Die erste Löffelmahlzeit
Ihr Baby hat eindeutig klar gemacht, dass es etwas essen möchte und nicht mehr nur vom Stillen satt wird? Dann ist jetzt die Zeit gekommen, wo die erste Mahlzeit vom Löffel gefüttert werden kann. Die Wahl des richtigen Löffels ist eine von vielen Entscheidungen, die man treffen muss. Manche Babys bevorzugen bestimmte Farben oder Formen, aber hier gilt, wie bei allem, was die Mahlzeiten ihres Babys angeht: Sie sind der Chef!

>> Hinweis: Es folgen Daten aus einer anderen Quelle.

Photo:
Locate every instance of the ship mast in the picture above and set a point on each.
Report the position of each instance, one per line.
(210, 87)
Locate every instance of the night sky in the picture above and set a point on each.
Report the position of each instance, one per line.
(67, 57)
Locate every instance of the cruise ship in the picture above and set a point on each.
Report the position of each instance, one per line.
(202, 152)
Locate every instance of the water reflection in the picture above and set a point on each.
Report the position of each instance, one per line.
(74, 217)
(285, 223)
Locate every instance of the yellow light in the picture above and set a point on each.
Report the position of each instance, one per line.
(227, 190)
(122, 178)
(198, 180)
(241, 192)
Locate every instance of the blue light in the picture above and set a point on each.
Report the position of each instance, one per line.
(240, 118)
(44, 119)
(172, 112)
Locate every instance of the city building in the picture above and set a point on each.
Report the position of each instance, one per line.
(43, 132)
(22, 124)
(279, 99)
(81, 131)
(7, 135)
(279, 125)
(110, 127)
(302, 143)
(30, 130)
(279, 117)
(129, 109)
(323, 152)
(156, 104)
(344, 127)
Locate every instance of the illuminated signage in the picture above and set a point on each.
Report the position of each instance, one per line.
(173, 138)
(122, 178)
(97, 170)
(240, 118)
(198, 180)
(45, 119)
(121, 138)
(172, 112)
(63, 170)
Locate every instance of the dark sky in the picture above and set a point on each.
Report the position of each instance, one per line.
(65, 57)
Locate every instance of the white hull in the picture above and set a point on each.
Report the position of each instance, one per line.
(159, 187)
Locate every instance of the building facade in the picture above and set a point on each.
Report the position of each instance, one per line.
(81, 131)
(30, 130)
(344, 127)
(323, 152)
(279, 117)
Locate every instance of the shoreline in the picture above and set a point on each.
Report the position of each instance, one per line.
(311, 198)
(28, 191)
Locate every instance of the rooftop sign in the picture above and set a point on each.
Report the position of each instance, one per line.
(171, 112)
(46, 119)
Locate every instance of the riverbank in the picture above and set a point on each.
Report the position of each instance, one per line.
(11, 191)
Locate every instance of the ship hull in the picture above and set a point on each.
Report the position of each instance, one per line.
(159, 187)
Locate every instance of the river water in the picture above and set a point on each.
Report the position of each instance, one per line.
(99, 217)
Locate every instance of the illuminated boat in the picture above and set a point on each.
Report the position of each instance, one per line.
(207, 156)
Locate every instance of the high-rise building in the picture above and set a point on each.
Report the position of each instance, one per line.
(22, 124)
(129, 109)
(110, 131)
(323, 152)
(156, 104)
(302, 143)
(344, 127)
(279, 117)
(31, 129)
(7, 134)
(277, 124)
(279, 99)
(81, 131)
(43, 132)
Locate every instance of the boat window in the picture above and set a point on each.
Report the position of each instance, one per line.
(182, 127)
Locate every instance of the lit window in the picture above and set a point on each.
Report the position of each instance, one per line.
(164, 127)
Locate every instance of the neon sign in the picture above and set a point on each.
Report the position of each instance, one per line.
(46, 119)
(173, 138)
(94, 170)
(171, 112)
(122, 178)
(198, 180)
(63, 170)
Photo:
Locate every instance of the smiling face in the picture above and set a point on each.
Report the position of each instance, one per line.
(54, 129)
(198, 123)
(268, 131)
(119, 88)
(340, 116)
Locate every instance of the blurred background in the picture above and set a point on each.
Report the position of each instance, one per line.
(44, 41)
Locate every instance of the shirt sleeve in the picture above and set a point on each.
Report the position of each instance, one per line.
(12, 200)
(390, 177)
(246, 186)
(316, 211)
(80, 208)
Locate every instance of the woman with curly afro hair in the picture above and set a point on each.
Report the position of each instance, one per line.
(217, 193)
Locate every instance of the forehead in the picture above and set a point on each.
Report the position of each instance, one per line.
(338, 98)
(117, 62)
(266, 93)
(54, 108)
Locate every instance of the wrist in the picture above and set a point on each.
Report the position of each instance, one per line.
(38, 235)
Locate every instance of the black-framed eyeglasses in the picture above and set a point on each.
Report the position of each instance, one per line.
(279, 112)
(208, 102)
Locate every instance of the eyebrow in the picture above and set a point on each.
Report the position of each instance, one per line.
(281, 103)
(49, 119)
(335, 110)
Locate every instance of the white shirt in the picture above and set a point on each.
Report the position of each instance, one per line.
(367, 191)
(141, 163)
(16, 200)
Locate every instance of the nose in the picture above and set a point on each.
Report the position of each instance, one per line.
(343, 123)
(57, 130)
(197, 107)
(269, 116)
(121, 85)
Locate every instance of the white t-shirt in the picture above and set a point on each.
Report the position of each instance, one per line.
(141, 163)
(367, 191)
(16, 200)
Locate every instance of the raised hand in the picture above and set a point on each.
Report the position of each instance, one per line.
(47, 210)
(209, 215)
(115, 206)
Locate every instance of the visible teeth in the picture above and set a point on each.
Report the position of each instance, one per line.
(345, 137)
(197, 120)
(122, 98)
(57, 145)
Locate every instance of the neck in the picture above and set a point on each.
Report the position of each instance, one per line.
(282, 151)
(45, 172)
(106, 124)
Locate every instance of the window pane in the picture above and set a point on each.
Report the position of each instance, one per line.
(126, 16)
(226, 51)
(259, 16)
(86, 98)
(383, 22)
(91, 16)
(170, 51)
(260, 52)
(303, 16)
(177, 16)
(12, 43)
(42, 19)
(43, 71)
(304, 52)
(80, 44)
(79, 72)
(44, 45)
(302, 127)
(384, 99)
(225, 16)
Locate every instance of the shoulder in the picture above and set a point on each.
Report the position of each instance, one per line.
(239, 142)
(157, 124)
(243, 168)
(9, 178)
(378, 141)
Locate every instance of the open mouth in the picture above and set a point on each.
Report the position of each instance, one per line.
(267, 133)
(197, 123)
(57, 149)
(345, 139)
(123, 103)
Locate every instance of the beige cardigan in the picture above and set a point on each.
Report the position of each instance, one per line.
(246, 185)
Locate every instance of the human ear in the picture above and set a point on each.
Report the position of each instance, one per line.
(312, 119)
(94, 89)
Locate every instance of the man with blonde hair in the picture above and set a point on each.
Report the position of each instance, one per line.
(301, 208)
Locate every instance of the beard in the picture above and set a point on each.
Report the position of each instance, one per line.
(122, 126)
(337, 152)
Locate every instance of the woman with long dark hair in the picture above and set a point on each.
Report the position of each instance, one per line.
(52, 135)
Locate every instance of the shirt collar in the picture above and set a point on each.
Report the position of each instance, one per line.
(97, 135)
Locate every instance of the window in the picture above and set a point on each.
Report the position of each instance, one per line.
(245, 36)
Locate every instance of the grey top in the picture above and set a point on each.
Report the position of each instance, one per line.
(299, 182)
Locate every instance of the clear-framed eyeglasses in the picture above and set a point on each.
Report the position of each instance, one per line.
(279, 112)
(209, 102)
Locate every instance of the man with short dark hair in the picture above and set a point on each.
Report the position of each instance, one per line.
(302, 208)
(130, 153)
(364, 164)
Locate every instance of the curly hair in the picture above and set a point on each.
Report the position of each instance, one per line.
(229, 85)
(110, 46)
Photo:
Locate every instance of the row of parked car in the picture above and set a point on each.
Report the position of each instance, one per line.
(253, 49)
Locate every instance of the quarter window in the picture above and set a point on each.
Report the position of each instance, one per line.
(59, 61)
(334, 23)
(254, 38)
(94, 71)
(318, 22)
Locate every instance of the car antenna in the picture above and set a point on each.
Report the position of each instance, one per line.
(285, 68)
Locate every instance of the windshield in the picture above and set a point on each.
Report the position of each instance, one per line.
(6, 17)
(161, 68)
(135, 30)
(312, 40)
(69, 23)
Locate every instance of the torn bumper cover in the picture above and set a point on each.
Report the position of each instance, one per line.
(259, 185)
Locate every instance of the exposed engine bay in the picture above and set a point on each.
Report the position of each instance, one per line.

Meistens benutzt man einen kleinen Plastiklöffel (ähnlich wie ein Eierlöffel). Der Grund für die Wahl von Plastik ist übrigens nicht, dass Babys keine Metalllöffel mögen würden oder sich daran verletzten könnten (manchmal sind schlecht verarbeitete Plastiklöffel scharfkantiger als Metall), sondern dass bei einem Plastiklöffel nicht die Gefahr besteht, beim Rühren und Füttern das Gläschen zu beschädigen, wodurch kleine Splitter in die Nahrung gelangen könnten.
Auf dem Speiseplan
Nun stellt sich natürlich die Frage, was man seinem Kind als erstes zu Essen anbieten möchte. Der Handel macht es einem da nicht einfach. Auf den Gläschen ist meistens das Alter des Babys angegeben, jedoch gibt es sogar „Mahlzeiten“ wie Schinkennudeln oder Brei mit Babykeks-Geschmack oder Huhn mit Reis und Gemüse für die Altersklasse ab 4 Monaten. Von solchen Mahlzeiten, die wohl eher nach dem Geschmack der Erwachsenen gemacht sind, ist für die ganz Kleinen dringendst abzuraten. Denn Fleisch oder verschiedene Gemüsearten auf einmal oder Brei mit verschiedenen Stärkearten und Zucker (!) sind nichts für den Essanfänger! Zucker schädigt die ersten Zähnchen schon, bevor sie überhaupt raus gekommen sind und die verschiedenen Zutaten solcher Menüs können für Babys Verdauung einfach zu viel sein. Außerdem lassen sich so nur schwerlich die Ursachen für eine Allergie isolieren, bei vielen verschiedenen Zutaten kann man nicht im Nachhinein sagen, woran es nun gelegen hat.
Konservativer Geschmack
Am Besten beginnt man mit einer Gemüsesorte pur. Gerne genommen werden Frühkarotten. Ihr leicht süßlicher Geschmack erinnert das Baby an das Süße der Muttermilch und Möhren wird nachgesagt, weder blähend noch stopfend zu wirken. Als Alternative empfehlen sich Pastinaken. Wenn das Baby das nicht verträgt und doch Verstopfung bekommt, empfiehlt sich als Alternative Obst zu geben, am besten Birne oder Pfirsich. Obst ist allerdings wiederum sehr süß und sollte daher nicht ausschließlich und zu häufig gefüttert werden, damit sich der Geschmack des Kleinen nicht zu sehr auf süß „einschießt“.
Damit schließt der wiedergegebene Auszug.